The discussions are heating up in the blogosphere and elsewhere regarding a story printed in today’s Boston Herald regarding a Romney-appointed judge who released a convicted murder who, after serving his sentence, was issued a warrant on a violent assault charge. After appealing his bail charge, the judge released him on “personal recognizance,” only to see him turn around and commit a double murder:

The father of a Washington woman slaughtered along with her new husband – allegedly at the hands of a convicted Bay State killer – said his daughter’s accused murderer never should have been released from prison here.

“It’s because of stupidity in Massachusetts that my daughter is dead” said Darrel Slater, 55, who is preparing to bury his daughter, Beverly Mauck, 28, and her husband Brian Mauck, 30.

The couple was executed in their home in rural Graham, Wash., Saturday after an alleged argument with Daniel Tavares Jr., 41, who in 1991 pleaded guilty to hacking his mother to death with a carving knife in their Somerset home in served 16 years for that crime.

Tavares finished his sentence on June 14, but was immediately re-arrested on a warrant charging him with two counts of assaulting Souza-Baranowski Correctional Center prison guards during his troubled stint behind bars, Department of Correction officials said.

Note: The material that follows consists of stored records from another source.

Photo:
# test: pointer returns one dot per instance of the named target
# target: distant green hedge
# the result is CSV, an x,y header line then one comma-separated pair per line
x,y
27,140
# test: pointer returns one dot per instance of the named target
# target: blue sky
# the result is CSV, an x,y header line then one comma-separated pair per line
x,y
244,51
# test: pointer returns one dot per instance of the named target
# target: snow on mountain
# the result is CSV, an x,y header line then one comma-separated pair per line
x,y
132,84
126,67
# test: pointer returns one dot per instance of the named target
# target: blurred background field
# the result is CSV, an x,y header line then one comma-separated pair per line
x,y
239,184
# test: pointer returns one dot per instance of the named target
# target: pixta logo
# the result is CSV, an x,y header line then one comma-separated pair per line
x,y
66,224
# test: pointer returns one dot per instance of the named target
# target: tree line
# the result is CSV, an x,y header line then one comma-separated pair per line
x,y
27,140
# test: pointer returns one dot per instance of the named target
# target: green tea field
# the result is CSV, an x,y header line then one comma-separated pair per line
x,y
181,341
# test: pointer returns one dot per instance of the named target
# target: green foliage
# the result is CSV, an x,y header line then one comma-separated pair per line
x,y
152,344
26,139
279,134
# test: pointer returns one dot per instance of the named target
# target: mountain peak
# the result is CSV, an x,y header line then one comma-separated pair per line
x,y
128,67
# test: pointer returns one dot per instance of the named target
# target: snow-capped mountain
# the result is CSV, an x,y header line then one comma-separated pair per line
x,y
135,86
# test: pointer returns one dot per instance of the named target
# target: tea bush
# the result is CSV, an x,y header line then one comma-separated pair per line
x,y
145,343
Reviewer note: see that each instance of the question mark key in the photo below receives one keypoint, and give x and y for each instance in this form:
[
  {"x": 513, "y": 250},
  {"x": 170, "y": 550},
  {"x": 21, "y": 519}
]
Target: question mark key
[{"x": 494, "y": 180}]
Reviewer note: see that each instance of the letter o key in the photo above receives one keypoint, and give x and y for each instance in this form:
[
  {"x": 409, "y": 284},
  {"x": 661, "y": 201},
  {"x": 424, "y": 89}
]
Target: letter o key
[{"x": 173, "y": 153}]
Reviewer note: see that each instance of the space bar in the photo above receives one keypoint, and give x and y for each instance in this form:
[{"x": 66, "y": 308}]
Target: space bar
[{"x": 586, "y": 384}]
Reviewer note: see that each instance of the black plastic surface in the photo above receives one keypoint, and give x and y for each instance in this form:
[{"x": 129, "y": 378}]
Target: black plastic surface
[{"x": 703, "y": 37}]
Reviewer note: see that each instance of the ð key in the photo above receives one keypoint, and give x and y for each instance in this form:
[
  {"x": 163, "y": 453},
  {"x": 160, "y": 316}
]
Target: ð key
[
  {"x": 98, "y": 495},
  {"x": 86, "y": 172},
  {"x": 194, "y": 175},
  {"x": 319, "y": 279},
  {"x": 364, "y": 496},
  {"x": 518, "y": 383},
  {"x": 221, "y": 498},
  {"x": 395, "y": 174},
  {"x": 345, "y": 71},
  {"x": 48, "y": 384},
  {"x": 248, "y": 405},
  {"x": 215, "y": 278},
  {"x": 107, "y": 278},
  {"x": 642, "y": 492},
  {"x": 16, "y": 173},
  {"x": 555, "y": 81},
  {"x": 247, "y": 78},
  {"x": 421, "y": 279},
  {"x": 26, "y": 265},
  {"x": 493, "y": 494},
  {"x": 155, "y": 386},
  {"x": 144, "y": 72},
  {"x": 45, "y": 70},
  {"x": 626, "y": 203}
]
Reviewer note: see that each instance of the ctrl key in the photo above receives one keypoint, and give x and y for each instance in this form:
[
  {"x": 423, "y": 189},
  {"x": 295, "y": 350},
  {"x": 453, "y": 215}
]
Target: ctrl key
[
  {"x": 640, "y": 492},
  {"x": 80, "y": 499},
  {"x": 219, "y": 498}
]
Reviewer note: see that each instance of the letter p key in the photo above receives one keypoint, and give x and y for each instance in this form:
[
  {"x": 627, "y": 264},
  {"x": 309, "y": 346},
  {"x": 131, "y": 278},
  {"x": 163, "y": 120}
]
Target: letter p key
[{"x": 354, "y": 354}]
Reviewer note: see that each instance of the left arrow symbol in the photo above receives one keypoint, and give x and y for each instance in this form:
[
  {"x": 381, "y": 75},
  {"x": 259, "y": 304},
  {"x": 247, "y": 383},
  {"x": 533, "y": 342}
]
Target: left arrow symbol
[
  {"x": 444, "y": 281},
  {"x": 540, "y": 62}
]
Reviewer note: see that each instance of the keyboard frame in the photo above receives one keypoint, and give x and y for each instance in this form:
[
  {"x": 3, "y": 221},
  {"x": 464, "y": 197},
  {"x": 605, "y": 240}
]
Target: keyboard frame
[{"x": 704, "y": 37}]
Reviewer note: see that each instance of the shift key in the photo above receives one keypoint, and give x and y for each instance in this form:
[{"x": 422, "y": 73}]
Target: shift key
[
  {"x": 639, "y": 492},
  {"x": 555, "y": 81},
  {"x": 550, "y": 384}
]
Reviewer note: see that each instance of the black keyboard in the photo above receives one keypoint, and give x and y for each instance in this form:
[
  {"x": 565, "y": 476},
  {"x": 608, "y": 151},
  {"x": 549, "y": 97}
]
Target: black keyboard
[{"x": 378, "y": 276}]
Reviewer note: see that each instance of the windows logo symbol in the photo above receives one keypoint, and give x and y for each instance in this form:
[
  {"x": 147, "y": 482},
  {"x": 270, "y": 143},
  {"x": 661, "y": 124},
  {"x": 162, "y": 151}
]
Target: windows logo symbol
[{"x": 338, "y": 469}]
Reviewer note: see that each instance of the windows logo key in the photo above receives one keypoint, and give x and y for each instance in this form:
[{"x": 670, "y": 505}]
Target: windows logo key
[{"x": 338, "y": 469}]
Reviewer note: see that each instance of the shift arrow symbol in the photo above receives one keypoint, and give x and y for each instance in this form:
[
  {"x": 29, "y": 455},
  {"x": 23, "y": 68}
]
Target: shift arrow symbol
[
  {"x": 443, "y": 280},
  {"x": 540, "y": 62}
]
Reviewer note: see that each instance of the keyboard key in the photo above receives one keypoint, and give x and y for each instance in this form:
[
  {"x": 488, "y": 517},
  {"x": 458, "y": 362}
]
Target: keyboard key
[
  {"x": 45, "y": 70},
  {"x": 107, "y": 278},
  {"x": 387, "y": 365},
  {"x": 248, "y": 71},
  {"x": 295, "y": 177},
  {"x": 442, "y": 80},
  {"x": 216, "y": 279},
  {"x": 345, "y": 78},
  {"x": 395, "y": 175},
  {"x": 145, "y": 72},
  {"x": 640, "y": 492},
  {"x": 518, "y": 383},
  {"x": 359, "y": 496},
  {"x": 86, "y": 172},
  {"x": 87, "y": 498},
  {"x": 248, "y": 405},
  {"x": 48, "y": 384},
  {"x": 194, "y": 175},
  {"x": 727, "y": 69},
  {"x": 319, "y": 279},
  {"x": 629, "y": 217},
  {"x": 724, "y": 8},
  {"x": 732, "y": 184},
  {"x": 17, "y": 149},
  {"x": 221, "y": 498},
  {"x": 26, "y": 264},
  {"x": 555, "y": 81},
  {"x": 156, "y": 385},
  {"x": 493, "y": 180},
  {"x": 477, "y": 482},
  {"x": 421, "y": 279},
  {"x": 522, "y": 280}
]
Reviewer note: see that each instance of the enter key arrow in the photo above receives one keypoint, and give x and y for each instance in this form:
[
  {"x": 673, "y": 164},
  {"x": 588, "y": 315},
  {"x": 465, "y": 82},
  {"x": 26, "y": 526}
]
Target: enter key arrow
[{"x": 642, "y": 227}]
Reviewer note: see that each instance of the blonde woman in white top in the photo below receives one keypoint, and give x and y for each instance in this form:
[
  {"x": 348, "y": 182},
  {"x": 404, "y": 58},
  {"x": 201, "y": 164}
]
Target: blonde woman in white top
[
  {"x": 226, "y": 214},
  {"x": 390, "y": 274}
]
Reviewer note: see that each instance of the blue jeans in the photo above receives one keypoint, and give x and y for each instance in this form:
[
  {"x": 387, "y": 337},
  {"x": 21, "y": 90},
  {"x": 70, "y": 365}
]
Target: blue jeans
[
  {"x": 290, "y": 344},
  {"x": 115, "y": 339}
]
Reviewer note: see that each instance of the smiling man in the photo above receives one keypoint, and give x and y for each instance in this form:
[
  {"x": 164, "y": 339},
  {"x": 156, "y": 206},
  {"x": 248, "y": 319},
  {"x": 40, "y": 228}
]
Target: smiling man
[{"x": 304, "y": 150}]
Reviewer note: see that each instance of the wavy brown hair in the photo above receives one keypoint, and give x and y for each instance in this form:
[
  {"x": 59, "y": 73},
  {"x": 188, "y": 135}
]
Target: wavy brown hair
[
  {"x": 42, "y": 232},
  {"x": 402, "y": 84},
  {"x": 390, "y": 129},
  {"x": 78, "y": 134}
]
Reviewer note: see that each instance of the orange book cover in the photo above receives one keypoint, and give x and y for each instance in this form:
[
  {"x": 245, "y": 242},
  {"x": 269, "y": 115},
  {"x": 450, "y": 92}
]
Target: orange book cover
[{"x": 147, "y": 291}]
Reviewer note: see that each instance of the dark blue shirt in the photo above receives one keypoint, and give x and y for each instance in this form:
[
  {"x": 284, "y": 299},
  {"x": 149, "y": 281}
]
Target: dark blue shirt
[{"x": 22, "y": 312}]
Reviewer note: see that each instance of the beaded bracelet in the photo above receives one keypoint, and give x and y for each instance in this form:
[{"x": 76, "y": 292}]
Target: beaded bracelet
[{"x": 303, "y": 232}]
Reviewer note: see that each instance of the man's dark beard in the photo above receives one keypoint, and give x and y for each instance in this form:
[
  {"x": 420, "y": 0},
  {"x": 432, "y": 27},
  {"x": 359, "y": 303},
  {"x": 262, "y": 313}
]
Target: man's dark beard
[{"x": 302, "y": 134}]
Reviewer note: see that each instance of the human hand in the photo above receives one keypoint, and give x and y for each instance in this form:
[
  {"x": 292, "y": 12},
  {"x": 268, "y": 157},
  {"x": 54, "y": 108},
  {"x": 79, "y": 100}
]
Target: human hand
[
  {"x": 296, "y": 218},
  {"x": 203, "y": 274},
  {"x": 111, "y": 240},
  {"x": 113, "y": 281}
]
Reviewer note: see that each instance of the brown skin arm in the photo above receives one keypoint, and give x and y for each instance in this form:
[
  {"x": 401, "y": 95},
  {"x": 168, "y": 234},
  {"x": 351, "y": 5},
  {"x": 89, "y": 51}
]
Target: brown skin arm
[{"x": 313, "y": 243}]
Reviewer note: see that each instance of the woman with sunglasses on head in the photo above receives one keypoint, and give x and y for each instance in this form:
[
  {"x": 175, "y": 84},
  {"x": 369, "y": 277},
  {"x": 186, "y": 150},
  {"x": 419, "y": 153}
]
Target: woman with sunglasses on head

Worcester prosecutors requested $50,000 cash bail for each of those charges, an amount approved by Clinton District Court Judge Martha Brennan, according to court documents.

But Tavares appealed the bail and on July 16, Superior Court Judge Kathe Tuttman released him on personal recognizance. Tavares was freed and fled the state to marry and live in a Washington trailer with Jennifer Lynn Tavares, who met the convict at Walpole after answering an inmate personal ad. He defaulted on a July 23 court date, prosecutors said.

Captain Ed cuts through all the hype surrounding the issue here in a well-reasoned post, where he addresses the comparisons being made to the Willie Horton case:

The e-mails I have received about this today, based on a report at Free Republic, call this Romney’s Willie Horton event. Romneys’ opponents there and elsewhere claim these murders are a “direct result of Romney’s liberal appointments to the bench,” and a foretaste of what will come from a Romney presidency. Unfortunately, this is quite an exaggeration.

[…]

This [case], however, differs from the Horton issue with Michael Dukakis in two important ways. First, judicial appointments in Massachusetts work very differently than at the federal level. As with New York City, a judicial panel recommends a few candidates for each opening to the Governor, who rarely if ever works outside the system. These candidates get reviewed by the panel through their records, but with their names removed, in order to ensure fairness. Tuttman would have appeared to be a good candidate; she had a good track record as a prosecutor, and had won convictions in some higher-profile cases.

Romney’s critics then complained that he hadn’t appointed more women to the bench. He pressed the Judicial Nominating Commission to provide more potential female candidates for appointments. This demonstrates that Romney had only small latitude in selecting these candidates.

[…]

Romney’s appointment in Tuttman certainly turned out badly, but one has to understand the conext of that appointment. The nomination process has burdensome limits, and the selection of a successful prosecutor for that slot would certainly have given some confidence that the new judge would err on the side of caution from the bench. Tragically, that hope was dashed and two people have had their lives senselessy ended — but that responsibility falls on the shoulders of the judge herself, and of course the murderer.

I have a lot of issues with Mitt Romney, but this isn’t one of them. If anything it’s a sad statement on the judicial nomination process in addition to the obvious sheer stupidity that can be shown by those in the court system charged with upholding the law in this country.